En résumé, la radiographie actuelle de Podemos est celle d’un parti hiérarchique dont les organes directeurs n’ont pas de vie, identifiés au groupe parlementaire et aux membres du gouvernement, un parti qui a presque complètement perdu sa base militante, celle qui se rassembla lors de sa naissance, et qui a réduit son action politique à une présence institutionnelle manquant d’idées et de propositions transformatrices et dont le principal objet de réflexion est de se situer dans la structure de l'état et dans le sillage de ses propres transformations. Un parti qui, dans le classement fait par Antonio Gramsci dans ses notes brèves sur la politique de Nicolas Machiavel, se consacre à la petite politique et aux questions partielles et quotidiennes qui se posent au sein d’une structure déjà établie par les luttes de prééminence entre les différentes factions d’une même classe politique. Un parti qui a abandonné la grande politique, celle qui traite réellement des questions de l'état et des transformations sociales et qui a commis l’erreur, contre laquelle Antonio Gramsci avait déjà prévenu, qui fait que chaque élément de la petite politique devient une question de grande politique.
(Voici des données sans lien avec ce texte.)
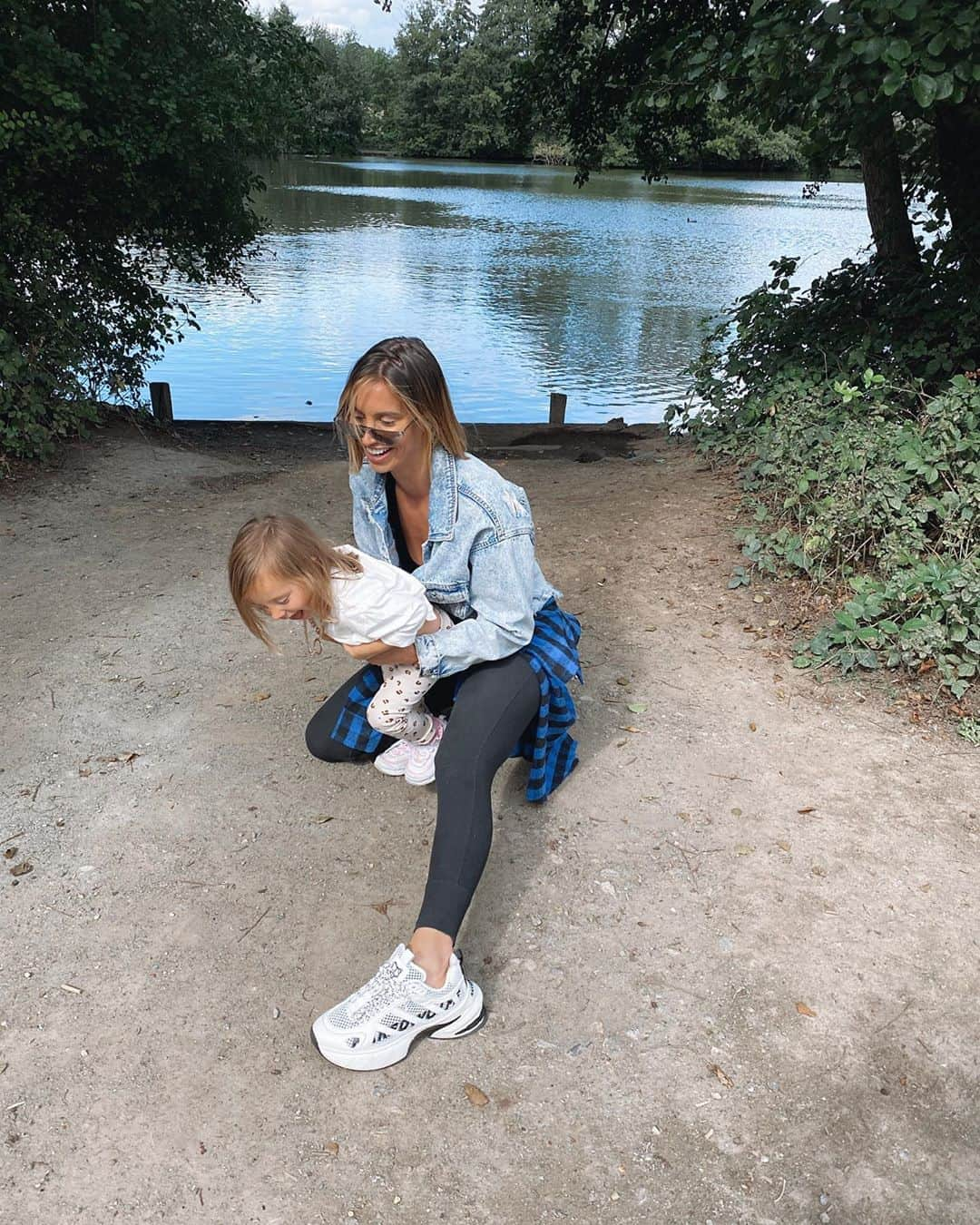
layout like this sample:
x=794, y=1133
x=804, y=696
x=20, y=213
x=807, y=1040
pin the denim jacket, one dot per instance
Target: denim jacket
x=478, y=561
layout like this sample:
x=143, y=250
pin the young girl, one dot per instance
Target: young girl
x=280, y=567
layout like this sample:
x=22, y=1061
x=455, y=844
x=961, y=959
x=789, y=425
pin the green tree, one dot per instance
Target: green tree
x=861, y=74
x=125, y=129
x=433, y=84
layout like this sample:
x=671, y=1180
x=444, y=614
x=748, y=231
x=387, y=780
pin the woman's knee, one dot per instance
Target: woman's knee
x=322, y=745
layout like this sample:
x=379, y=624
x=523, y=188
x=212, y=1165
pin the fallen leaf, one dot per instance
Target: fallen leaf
x=476, y=1096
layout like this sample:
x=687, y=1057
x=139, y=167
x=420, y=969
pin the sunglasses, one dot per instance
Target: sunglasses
x=356, y=430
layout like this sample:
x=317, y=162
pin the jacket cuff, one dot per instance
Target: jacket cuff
x=430, y=661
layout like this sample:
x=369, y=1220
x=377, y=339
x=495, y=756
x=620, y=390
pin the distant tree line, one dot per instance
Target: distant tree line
x=466, y=84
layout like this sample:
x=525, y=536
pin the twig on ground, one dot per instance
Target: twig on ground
x=688, y=865
x=908, y=1004
x=255, y=924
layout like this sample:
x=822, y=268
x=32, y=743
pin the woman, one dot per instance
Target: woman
x=503, y=667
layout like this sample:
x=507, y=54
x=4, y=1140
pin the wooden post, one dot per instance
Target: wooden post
x=160, y=397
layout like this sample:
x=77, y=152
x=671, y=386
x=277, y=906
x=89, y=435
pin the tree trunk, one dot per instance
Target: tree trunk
x=957, y=140
x=891, y=226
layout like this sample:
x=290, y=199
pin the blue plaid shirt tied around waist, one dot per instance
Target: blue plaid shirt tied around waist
x=553, y=653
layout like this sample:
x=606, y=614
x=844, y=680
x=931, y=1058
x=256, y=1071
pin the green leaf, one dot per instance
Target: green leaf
x=925, y=88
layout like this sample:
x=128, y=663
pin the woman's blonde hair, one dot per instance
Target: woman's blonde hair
x=407, y=367
x=286, y=548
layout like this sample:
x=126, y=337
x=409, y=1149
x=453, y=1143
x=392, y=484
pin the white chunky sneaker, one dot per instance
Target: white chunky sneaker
x=422, y=759
x=377, y=1025
x=395, y=759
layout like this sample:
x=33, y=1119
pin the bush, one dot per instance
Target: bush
x=865, y=478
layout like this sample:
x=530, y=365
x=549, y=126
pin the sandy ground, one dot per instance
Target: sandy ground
x=731, y=965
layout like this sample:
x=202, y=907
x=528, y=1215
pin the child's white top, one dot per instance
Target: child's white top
x=381, y=604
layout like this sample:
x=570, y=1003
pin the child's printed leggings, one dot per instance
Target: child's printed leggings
x=398, y=710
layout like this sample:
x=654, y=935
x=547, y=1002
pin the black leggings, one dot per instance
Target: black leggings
x=496, y=702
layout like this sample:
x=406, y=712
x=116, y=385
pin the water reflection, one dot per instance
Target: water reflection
x=520, y=282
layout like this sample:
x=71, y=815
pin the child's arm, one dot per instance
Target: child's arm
x=384, y=653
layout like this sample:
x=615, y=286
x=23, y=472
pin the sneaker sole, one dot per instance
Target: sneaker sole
x=374, y=1059
x=389, y=772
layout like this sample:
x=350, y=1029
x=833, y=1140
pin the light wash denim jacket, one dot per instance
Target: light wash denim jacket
x=478, y=561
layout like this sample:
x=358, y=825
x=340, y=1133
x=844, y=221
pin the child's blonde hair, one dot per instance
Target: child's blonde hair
x=284, y=546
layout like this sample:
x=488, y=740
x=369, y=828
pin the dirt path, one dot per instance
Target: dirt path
x=731, y=965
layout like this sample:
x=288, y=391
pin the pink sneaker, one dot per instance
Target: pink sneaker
x=422, y=759
x=395, y=759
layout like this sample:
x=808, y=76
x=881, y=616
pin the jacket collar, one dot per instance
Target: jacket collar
x=444, y=495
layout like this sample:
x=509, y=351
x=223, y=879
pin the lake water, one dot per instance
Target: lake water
x=520, y=282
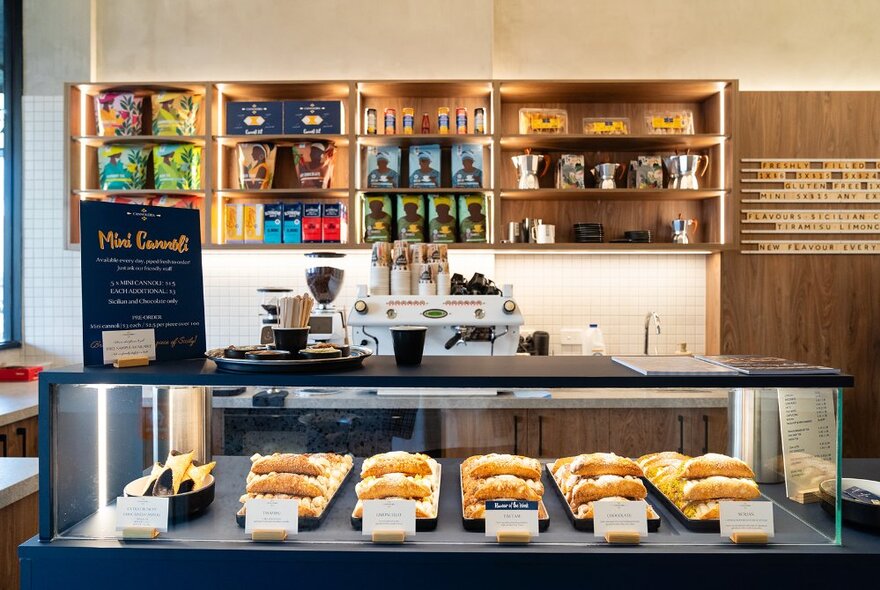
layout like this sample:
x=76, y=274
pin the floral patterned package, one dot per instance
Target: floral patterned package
x=118, y=113
x=122, y=167
x=177, y=167
x=174, y=113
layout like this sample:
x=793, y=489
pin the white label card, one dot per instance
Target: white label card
x=272, y=515
x=511, y=515
x=741, y=517
x=148, y=512
x=124, y=343
x=623, y=516
x=389, y=515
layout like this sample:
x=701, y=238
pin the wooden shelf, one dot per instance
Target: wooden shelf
x=444, y=140
x=618, y=194
x=611, y=143
x=232, y=140
x=98, y=140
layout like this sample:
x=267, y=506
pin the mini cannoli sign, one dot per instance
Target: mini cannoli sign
x=141, y=272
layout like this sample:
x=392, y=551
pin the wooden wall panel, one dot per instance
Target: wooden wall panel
x=816, y=308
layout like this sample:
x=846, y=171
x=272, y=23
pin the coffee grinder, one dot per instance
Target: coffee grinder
x=327, y=323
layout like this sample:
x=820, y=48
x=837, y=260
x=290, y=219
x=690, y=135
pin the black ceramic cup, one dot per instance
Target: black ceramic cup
x=409, y=344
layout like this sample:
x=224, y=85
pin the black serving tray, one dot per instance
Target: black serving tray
x=586, y=524
x=308, y=523
x=353, y=361
x=699, y=526
x=478, y=525
x=423, y=525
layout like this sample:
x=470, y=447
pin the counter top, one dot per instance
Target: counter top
x=18, y=401
x=460, y=371
x=18, y=478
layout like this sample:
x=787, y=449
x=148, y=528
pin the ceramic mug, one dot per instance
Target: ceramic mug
x=543, y=234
Ce ne sont pas de bonnes nouvelles. La situation politique actuelle ne favorise pas les positions de gauche, elle présente de grandes difficultés et de défis en l’absence de la médiation d’un parti de masse. Mais cette constatation ne peut ignorer les aspects positifs indiqués plus haut, qui est qu’Anticapitalistas a réalisé une telle expérience, qui permet à l’organisation marxiste révolutionnaire de pouvoir continuer à jouer, comme le suggère Brais Fernández, un rôle actif dans la crise du régime de 1978. Pour ce faire, il devra promouvoir de nouvelles alliances politiques et sociales contre les politiques d’austérité, continuer à œuvrer pour la création de nouveaux groupements contre le néo libéralisme à influence de masse, comme c’est le cas d’Adelante Andalucía, promouvoir l’organisation de luttes syndicales, sociales, environnementales, féministes et de jeunesse et en défense du service public, et être un référent idéologique et culturel dans les débats existants pour définir un nouveau projet éco féministe et social.